Tag Archives: Far from the Madding Crowd

Letters to Hardy about *Far from the Madding Crowd* – insights from an undergraduate researcher

Chrissi Lewes took the ‘Hardy and Women Who Did’ module in her third year at the University of Exeter (2016-2017). Here she shares her insights into using some of the letters from the Hardy archive for her dissertation.  

 

The Hardy and Heritage Project enriched my capacity to research throughout my final year, and access to original letters sent to Hardy gave me a far more intimate understanding of Far from the Madding Crowd – the subject of my dissertation.

 

The process of transcribing a letter was challenging (for Victorian writing is beautiful though on occasion illegible), yet akin to unravelling a mystery; with every word being a reminder of stepping back in time and reading the same letter which Hardy opened at Max Gate.
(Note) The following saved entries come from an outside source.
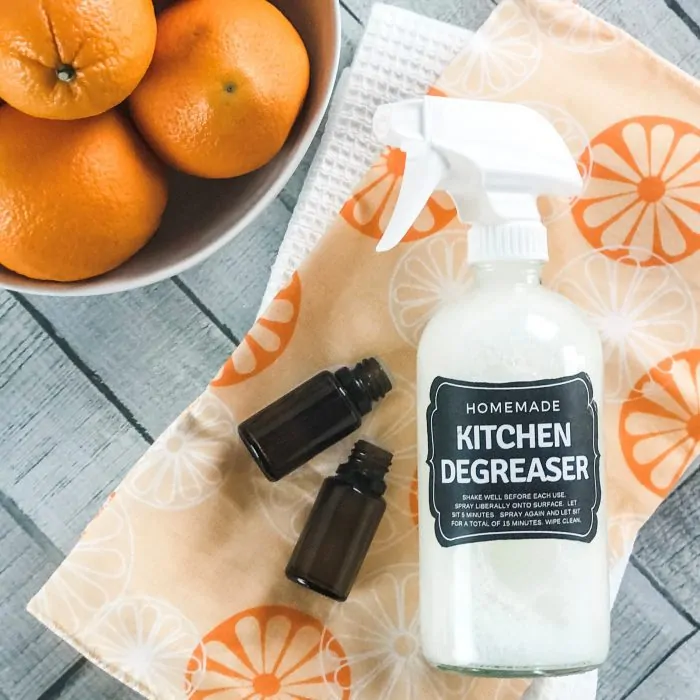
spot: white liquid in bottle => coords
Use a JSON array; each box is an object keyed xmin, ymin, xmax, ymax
[
  {"xmin": 374, "ymin": 97, "xmax": 610, "ymax": 676},
  {"xmin": 417, "ymin": 262, "xmax": 610, "ymax": 676}
]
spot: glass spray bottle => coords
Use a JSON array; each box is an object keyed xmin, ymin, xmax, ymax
[{"xmin": 375, "ymin": 97, "xmax": 610, "ymax": 676}]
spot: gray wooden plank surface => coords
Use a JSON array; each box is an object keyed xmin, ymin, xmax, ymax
[
  {"xmin": 345, "ymin": 0, "xmax": 494, "ymax": 29},
  {"xmin": 0, "ymin": 0, "xmax": 700, "ymax": 700},
  {"xmin": 620, "ymin": 632, "xmax": 700, "ymax": 700},
  {"xmin": 581, "ymin": 0, "xmax": 700, "ymax": 76},
  {"xmin": 42, "ymin": 661, "xmax": 141, "ymax": 700},
  {"xmin": 600, "ymin": 566, "xmax": 695, "ymax": 700},
  {"xmin": 27, "ymin": 278, "xmax": 232, "ymax": 437},
  {"xmin": 180, "ymin": 200, "xmax": 291, "ymax": 338},
  {"xmin": 634, "ymin": 471, "xmax": 700, "ymax": 624},
  {"xmin": 666, "ymin": 0, "xmax": 700, "ymax": 39},
  {"xmin": 0, "ymin": 506, "xmax": 78, "ymax": 700},
  {"xmin": 0, "ymin": 293, "xmax": 147, "ymax": 548}
]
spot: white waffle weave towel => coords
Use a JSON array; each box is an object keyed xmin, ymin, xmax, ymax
[
  {"xmin": 261, "ymin": 4, "xmax": 597, "ymax": 700},
  {"xmin": 261, "ymin": 4, "xmax": 472, "ymax": 309}
]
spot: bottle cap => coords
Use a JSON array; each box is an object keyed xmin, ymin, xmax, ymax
[
  {"xmin": 238, "ymin": 357, "xmax": 392, "ymax": 481},
  {"xmin": 285, "ymin": 440, "xmax": 392, "ymax": 601}
]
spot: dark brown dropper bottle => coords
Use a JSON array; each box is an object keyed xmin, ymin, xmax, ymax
[
  {"xmin": 285, "ymin": 440, "xmax": 392, "ymax": 601},
  {"xmin": 238, "ymin": 357, "xmax": 391, "ymax": 481}
]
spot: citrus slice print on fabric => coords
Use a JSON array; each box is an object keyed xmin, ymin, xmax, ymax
[
  {"xmin": 84, "ymin": 596, "xmax": 204, "ymax": 700},
  {"xmin": 253, "ymin": 374, "xmax": 416, "ymax": 555},
  {"xmin": 522, "ymin": 102, "xmax": 590, "ymax": 224},
  {"xmin": 572, "ymin": 116, "xmax": 700, "ymax": 265},
  {"xmin": 187, "ymin": 605, "xmax": 351, "ymax": 700},
  {"xmin": 436, "ymin": 0, "xmax": 541, "ymax": 98},
  {"xmin": 408, "ymin": 467, "xmax": 418, "ymax": 525},
  {"xmin": 620, "ymin": 349, "xmax": 700, "ymax": 498},
  {"xmin": 528, "ymin": 0, "xmax": 622, "ymax": 53},
  {"xmin": 323, "ymin": 564, "xmax": 476, "ymax": 700},
  {"xmin": 211, "ymin": 272, "xmax": 301, "ymax": 387},
  {"xmin": 124, "ymin": 391, "xmax": 236, "ymax": 510},
  {"xmin": 340, "ymin": 148, "xmax": 457, "ymax": 243},
  {"xmin": 549, "ymin": 248, "xmax": 697, "ymax": 402},
  {"xmin": 29, "ymin": 495, "xmax": 134, "ymax": 635},
  {"xmin": 389, "ymin": 228, "xmax": 471, "ymax": 345}
]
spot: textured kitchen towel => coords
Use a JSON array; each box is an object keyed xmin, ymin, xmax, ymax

These details, coupled with Hardy curiously ripping a page of a letter from Leslie Stephen (Stephen to Hardy 13th April 1894), delicate sign offs which are now obsolete today such as ‘I am yours very truly’ and ‘yours in haste’, as well as esteemed individuals such as Grant Allen expressing his gratitude to Hardy for sending him a copy of the novel, offer a picture of Victorian correspondence. The experience of reading the digitised letters online is equally fascinating, and the underlined hyperlinks helpfully provide additional context.

 

My experience with the Far from the Madding Crowd collection led me to directly confront the censorship that Hardy grappled with and much begrudged. Hardy’s editor, Leslie Stephen, urged that Troy’s seduction needs to be ‘treated in a gingerly fashion’ (Stephen to Hardy 2nd March 1896), and concedes that he would be ‘somewhat be glad to omit [Bathsheba’s] baby’ (Stephen to Hardy 13 April 1894). My dissertation analysed Crowd in relation to adaptation studies, therefore I was also interested to see that Stephen deemed the novel ‘rather long’, and described that the plot development was too slow for periodical form unless it underwent edits (Stephen to Hardy 17 February 1894).

 

Yet I learnt that it was not just Stephen that held strong opinions on Hardy’s most published and popularly read work. Katharine Macquoid, a novelist and travel-writer who was similarly concerned with the ‘women question’, wrote to Hardy in order to interrogate Bathsheba’s femininity. Macquoid’s letter reveals that Bathsheba disrupted her perception of a conventional heroine, and, moreover, that of a conventional woman. She wrote:

‘It was ungrateful to find fault with Bathsheba who must have took you infinite times and labours to create – she is almost always true to herself but then her nature is not that of a true woman – because she is centred on the self(Macquoid to Hardy 18 November 1874).

 

Though a handful of words were indecipherable, I felt I had struck gold as I read this passionate piece. It posed a wealth of questions regarding female literary archetypes, the novelist’s world being ‘something much greater than the ‘public’ idea of it’, and it was interesting to see how her ideas on the desired traits of a heroine gradually became conflated with that of women in the flesh. Fritted with dashes, her trains of thought remained incomplete for Hardy to rejoin – indeed, she penned that she could not reach ‘answers without getting into chapters’ (Macquoid to Hardy 18 November 1874).

 

Overall, the Hardy correspondence collection immediately allowed my research to become more meaningful, and fulfilled my broader interests as I could catch glimpses of Hardy’s character and private life. It is well known that Hardy’s writing created debate through his critique of the gendered and social conventions of his epoch. The collection of letters will visualise this for you, and help you to develop arguments on various aspects of the Victorian public’s engagement with both Hardy and his work.